Перек ждал в подворотне дома напротив, притаившись в тени и нацепив темные очки. Когда Анна и Шпандау вышли из ресторана, он пересек улицу и занял позицию позади припаркованного «Мерседеса» Тьерри. Он не сводил глаз со Шпандау и ждал, когда тот посмотрит в его сторону. Когда это случилось, Перек приподнял очки и улыбнулся.
Улыбнулся.
Здоровяк пролаял что-то телохранителю-французу и стал проталкиваться к Переку сквозь толпу. Именно на это Перек и рассчитывал. Люди такие глупые, такие предсказуемые. Ну разве не точно так же этот детина действовал и в Лос-Анджелесе, когда загнал Перека в мексиканскую забегаловку? И разве Переку и в тот раз не удалось его перехитрить? Естественно, он должен был погнаться за Переком. Так он поступил в подобной ситуации раньше, так ему скомандовал его мозг. «Нейронный проводящий путь, кажется, так это называется. Я читал об этом в „Википедии“. Человеческий разум стремится двигаться по уже проторенным дорожкам. „Википедия“, как и Гугл, отличная штука».
Перек побежал. Он был невысоким, легким и быстрым. Здоровяк был выше, но при этом тяжелее и не таким проворным, к тому же они с Анной только что поужинали. Тротуары рю д’Антиб были запружены людьми, выплескивавшимися из клубов и ресторанов. Перек несся зигзагами, лавируя в толпе, гибкий, как угорь. Здоровяк то и дело врезался в прохожих, ломился прямо сквозь остановившиеся посудачить группки. Перек немного сбавил темп, следя за тем, чтобы преследователь не упустил его из виду.

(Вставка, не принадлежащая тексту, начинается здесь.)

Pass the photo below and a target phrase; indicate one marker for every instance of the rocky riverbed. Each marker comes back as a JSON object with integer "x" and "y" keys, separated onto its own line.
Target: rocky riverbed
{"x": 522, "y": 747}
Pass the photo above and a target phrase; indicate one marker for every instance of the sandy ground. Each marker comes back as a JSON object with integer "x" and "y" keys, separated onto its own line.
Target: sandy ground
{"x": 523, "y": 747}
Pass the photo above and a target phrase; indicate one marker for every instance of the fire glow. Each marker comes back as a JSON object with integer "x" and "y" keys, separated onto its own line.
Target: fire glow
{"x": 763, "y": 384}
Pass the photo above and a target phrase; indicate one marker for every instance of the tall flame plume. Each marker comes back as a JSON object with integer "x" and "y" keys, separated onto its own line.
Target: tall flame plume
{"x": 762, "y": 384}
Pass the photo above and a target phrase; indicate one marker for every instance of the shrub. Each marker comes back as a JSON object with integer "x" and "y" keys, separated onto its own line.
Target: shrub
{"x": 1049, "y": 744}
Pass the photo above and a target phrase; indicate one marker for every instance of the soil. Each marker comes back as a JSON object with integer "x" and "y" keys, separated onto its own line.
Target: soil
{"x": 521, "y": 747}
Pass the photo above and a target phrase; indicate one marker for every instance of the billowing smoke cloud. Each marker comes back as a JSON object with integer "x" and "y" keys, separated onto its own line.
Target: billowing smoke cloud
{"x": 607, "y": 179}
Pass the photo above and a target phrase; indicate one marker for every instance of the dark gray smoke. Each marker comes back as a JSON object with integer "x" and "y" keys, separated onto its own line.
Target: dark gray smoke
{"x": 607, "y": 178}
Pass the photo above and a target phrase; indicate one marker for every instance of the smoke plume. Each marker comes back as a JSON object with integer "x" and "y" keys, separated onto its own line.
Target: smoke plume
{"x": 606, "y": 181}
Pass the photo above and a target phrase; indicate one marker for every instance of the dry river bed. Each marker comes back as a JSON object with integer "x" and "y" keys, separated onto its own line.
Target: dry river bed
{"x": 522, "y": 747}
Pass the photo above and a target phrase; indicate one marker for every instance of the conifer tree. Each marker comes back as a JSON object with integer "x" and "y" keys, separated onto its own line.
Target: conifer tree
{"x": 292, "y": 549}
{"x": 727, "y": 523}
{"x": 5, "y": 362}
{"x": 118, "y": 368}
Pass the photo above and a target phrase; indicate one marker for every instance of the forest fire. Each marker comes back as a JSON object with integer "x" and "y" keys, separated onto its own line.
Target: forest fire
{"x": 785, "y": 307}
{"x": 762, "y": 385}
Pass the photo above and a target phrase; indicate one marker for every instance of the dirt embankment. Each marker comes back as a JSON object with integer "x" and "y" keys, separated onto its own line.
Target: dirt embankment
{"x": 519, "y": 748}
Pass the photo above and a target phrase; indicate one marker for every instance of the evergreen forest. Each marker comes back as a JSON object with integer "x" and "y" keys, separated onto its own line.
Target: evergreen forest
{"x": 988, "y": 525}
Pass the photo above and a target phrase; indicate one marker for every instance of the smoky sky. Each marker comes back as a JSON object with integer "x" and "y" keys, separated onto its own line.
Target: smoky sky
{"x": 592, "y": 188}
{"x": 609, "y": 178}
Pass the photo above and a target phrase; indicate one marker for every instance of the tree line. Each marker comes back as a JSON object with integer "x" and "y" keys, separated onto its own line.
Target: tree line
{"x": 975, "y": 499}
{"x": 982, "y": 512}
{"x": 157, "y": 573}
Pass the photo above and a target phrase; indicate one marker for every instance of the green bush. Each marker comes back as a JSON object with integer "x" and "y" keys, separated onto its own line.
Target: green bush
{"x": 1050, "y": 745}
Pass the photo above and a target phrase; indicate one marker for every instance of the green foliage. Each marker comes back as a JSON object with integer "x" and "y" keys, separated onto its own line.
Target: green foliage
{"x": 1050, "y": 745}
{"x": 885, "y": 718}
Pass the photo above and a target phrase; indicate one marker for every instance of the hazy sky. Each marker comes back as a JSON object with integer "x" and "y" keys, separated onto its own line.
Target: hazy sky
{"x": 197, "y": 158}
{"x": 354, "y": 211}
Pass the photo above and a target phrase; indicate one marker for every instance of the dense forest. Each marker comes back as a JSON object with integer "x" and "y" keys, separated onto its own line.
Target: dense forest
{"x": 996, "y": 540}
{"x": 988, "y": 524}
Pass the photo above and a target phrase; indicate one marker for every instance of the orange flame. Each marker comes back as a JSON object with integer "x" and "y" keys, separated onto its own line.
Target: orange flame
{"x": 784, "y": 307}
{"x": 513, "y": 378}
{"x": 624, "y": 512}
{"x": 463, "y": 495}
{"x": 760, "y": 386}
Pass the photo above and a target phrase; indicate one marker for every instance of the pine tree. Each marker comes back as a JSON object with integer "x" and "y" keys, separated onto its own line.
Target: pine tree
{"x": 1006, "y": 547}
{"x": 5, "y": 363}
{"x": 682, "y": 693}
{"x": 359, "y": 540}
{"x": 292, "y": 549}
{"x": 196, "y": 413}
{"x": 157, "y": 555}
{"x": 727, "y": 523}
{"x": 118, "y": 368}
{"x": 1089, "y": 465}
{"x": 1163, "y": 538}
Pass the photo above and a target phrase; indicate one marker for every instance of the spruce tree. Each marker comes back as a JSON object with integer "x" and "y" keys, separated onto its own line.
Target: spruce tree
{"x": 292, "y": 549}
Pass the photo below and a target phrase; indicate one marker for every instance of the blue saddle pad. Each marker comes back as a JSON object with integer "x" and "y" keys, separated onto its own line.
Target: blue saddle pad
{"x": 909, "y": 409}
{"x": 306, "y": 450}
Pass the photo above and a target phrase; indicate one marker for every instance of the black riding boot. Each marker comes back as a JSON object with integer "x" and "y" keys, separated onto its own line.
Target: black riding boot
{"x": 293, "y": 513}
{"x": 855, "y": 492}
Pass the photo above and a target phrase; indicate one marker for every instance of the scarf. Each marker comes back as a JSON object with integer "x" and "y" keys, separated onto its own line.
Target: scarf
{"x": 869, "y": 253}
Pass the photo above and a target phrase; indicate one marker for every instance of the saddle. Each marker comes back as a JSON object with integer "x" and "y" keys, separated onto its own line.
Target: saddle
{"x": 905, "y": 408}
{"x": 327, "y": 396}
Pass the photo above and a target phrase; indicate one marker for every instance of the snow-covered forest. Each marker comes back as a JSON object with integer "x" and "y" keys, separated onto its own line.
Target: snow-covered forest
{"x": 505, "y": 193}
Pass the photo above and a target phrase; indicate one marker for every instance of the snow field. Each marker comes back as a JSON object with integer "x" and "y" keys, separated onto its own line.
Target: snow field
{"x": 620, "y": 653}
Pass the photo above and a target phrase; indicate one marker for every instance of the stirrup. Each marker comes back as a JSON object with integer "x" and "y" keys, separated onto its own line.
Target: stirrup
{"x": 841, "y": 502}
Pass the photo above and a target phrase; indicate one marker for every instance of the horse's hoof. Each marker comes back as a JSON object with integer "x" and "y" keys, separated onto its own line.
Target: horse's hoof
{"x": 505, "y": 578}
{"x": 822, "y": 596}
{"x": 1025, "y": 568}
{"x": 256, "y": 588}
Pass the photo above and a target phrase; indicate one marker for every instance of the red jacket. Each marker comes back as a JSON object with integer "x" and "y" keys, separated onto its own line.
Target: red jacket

Затем — налево. Вниз по уходящей в сторону улочке. Взгляд через плечо — да, он по-прежнему видит меня.
Теперь направо. Короткий рывок, потом снова быстрый поворот налево. Здоровяк не отстает, бежит следом, опять налево. А потом направо и еще раз направо. Ну же, ну…
Шпандау старался не отстать. Он запыхался, вино и еда тяжело переваливались в желудке. Сколько он уже пробежал? Шпандау, не останавливаясь, петлял вслед за коротышкой по темным улицам, пока, свернув за угол, не очутился в тупичке между двумя старинными складскими постройками.
Он был там. Чертов коротышка сам загнал себя в ловушку.
Но еще там была дверь. Перек толкнул ее и был таков…
Дверь осталась полуоткрыта, Шпандау шваркнул ею и услышал, как высохшая древесина треснула, отскочив от каменной стены. Он оказался у подножия лестницы. Внутри было темно. В нос шибанула ошеломляющая кисло-тухлая вонь и обожгла его перетруженные легкие, от мерзкого запаха его затошнило, съеденный ужин просился наружу. Шпандау задрал голову. Перек был уже на самом верху — тень, глядевшая на него сверху вниз. А потом он исчез.
Шпандау, спотыкаясь, стал подниматься по лестнице, почти ничего не различая в темноте. Наверху воняло еще сильнее, казалось, запах обступал со всех сторон. Он обнаружил, что стоит на чем-то вроде подиума. Почувствовал движение за спиной, начал было поворачиваться…
И тут Перек его ударил. Это было что-то вроде тяжеленного весла, оно качнулось во тьме и врезалось Шпандау в грудь. Его отбросило назад, и он упал в кисло пахнущий зев темноты.
Приземлился он в густое месиво из воды и чего-то еще.